Despite our best efforts, we often disappoint the people we love the most. It's hard to know what will make others happy, and so we take a stab in the dark and sometimes it's right on the money, and other times it's way off the mark. Most of the time it doesn't matter, or I don't care if it does. Other times it may have unimaginable and possibly dire results.
When my son, now an adult, was in the second grade, he was given an assignment to write a biography of someone close to him. He chose me, to my delight. He interviewed me carefully, asking pointed questions about my past, and then diligently wrote it up. The final article was special and quite articulate, and he stuck to the facts. All but one. Zack's final question for me had been, "What's your favorite color?" I had answered easily, without skipping a beat, "Grey." Back then, almost my entire wardrobe was that color:
|Grey at the beach.|
|Grey in the kitchen.|
|Grey out sailing.|
Zack's final essay got an A from the teacher, but she didn't know that it contained one bit of fake news: His last sentence was, "Her favorite color is yellow."

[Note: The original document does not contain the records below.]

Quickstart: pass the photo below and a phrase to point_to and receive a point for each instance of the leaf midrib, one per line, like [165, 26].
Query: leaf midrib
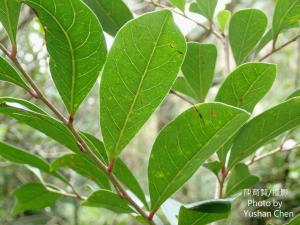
[189, 162]
[139, 87]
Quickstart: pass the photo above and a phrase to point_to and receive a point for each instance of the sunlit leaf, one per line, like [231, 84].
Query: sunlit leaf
[76, 46]
[239, 179]
[265, 126]
[205, 8]
[33, 196]
[286, 15]
[223, 19]
[108, 200]
[9, 17]
[112, 14]
[204, 212]
[199, 66]
[193, 137]
[247, 85]
[141, 68]
[245, 30]
[37, 119]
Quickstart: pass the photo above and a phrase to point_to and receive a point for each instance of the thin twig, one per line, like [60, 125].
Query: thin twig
[277, 150]
[182, 97]
[279, 48]
[217, 35]
[84, 147]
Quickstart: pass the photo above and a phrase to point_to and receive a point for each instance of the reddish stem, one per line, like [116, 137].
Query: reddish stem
[151, 215]
[111, 165]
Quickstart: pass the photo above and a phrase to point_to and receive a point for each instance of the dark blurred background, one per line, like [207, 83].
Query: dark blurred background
[282, 170]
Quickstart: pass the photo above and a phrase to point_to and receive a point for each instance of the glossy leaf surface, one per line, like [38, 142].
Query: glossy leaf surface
[184, 144]
[108, 200]
[9, 17]
[265, 126]
[141, 68]
[76, 46]
[245, 31]
[239, 179]
[286, 15]
[199, 66]
[112, 14]
[247, 85]
[205, 212]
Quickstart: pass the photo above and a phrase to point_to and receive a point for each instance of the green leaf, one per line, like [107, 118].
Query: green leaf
[37, 119]
[33, 196]
[96, 146]
[181, 85]
[22, 104]
[9, 17]
[239, 179]
[294, 94]
[223, 19]
[265, 126]
[286, 15]
[9, 74]
[205, 8]
[20, 156]
[199, 66]
[108, 200]
[141, 68]
[294, 221]
[180, 4]
[121, 171]
[247, 85]
[193, 137]
[214, 167]
[223, 151]
[112, 14]
[84, 166]
[268, 36]
[245, 31]
[76, 46]
[205, 212]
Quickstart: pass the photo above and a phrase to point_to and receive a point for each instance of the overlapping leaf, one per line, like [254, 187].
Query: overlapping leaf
[27, 113]
[33, 196]
[9, 17]
[9, 74]
[245, 31]
[186, 143]
[108, 200]
[141, 68]
[199, 66]
[76, 46]
[223, 17]
[180, 4]
[83, 166]
[265, 126]
[181, 85]
[286, 15]
[112, 14]
[247, 85]
[204, 7]
[205, 212]
[121, 171]
[239, 179]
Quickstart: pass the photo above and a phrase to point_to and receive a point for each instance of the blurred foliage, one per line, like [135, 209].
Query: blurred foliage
[281, 170]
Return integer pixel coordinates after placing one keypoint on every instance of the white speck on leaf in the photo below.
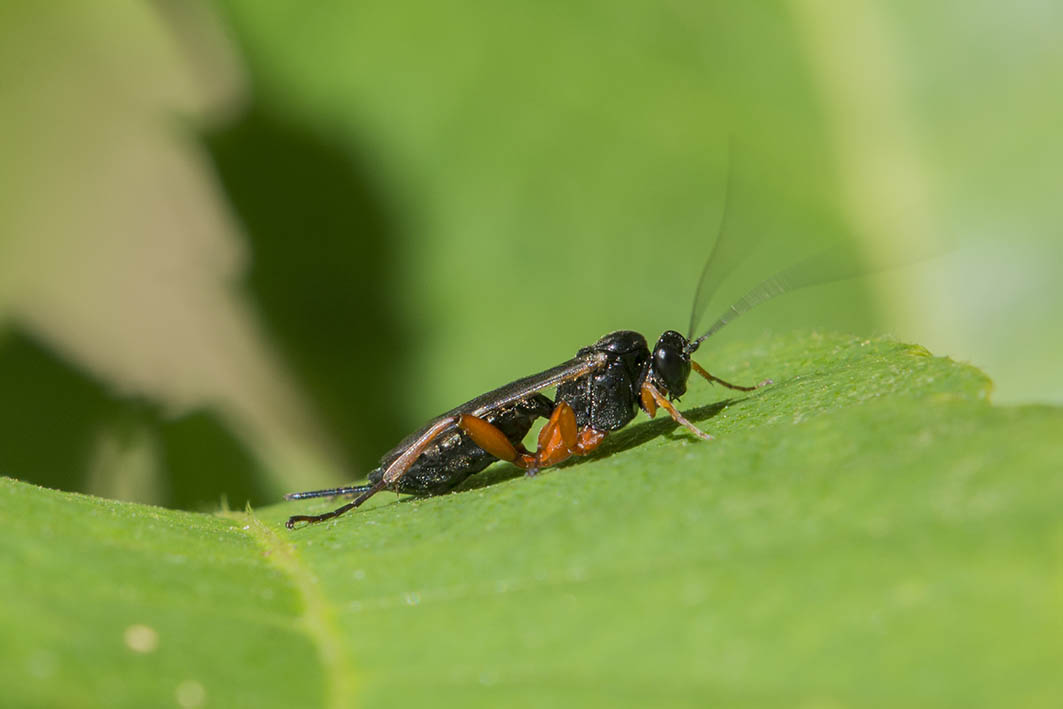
(140, 638)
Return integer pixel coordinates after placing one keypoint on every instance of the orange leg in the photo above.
(651, 392)
(558, 440)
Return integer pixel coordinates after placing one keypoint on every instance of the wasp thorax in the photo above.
(670, 366)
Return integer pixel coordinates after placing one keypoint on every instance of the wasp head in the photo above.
(670, 365)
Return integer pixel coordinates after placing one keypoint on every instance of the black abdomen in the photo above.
(453, 457)
(608, 400)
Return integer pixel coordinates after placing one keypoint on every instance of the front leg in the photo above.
(559, 439)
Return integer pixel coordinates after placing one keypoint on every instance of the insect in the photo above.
(599, 391)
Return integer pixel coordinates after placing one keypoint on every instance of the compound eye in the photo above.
(672, 368)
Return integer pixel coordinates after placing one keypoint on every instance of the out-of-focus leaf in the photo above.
(866, 530)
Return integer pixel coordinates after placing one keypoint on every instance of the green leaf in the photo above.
(866, 530)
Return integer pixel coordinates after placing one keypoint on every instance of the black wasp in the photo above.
(599, 390)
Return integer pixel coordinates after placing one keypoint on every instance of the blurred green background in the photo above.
(246, 246)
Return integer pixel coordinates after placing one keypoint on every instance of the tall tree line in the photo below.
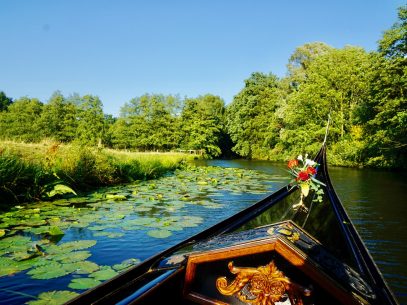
(270, 118)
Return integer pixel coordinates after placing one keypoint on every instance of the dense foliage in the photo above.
(270, 118)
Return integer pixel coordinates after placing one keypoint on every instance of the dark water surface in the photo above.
(375, 201)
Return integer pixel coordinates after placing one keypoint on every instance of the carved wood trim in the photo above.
(284, 248)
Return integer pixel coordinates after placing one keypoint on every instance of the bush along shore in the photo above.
(42, 171)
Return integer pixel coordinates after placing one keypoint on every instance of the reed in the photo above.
(29, 171)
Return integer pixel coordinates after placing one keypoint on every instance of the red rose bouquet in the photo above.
(304, 171)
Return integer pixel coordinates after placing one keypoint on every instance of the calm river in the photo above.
(376, 201)
(113, 227)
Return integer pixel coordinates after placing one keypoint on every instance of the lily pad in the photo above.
(76, 245)
(159, 233)
(84, 267)
(104, 274)
(49, 271)
(126, 264)
(53, 298)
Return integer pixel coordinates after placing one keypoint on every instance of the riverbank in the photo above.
(33, 171)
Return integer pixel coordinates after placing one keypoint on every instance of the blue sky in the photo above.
(120, 49)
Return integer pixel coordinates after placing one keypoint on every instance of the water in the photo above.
(375, 201)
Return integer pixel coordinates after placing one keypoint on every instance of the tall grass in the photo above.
(28, 171)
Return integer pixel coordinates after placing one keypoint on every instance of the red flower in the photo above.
(303, 176)
(311, 171)
(292, 163)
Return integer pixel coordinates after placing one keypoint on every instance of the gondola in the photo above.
(285, 249)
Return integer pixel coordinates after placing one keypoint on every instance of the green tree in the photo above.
(301, 59)
(20, 120)
(202, 123)
(385, 114)
(4, 101)
(59, 118)
(91, 125)
(149, 122)
(251, 118)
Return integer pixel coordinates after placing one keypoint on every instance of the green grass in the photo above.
(30, 171)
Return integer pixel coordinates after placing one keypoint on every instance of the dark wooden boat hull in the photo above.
(316, 252)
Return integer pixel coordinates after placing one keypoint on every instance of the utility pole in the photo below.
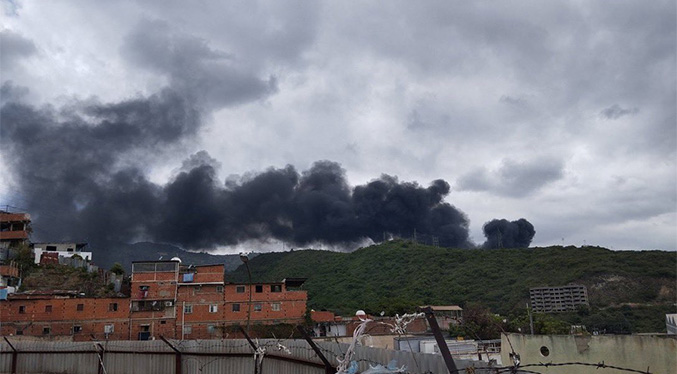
(531, 320)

I'll never know for sure how that whole thing impacted my son. Had he found it depressing to have a mom whose favorite color was grey? What did it mean to him? What is grey, anyway? Death, cobwebs, thunderclouds. Dust bunnies underneath the furniture. Mold. Dirty snow. Mommy's clothes? Or, even worse, Mommy?
Ironically, over the years my favorite color changed and became yellow. Yellow is definitely my favorite color now. I just wish it had been then.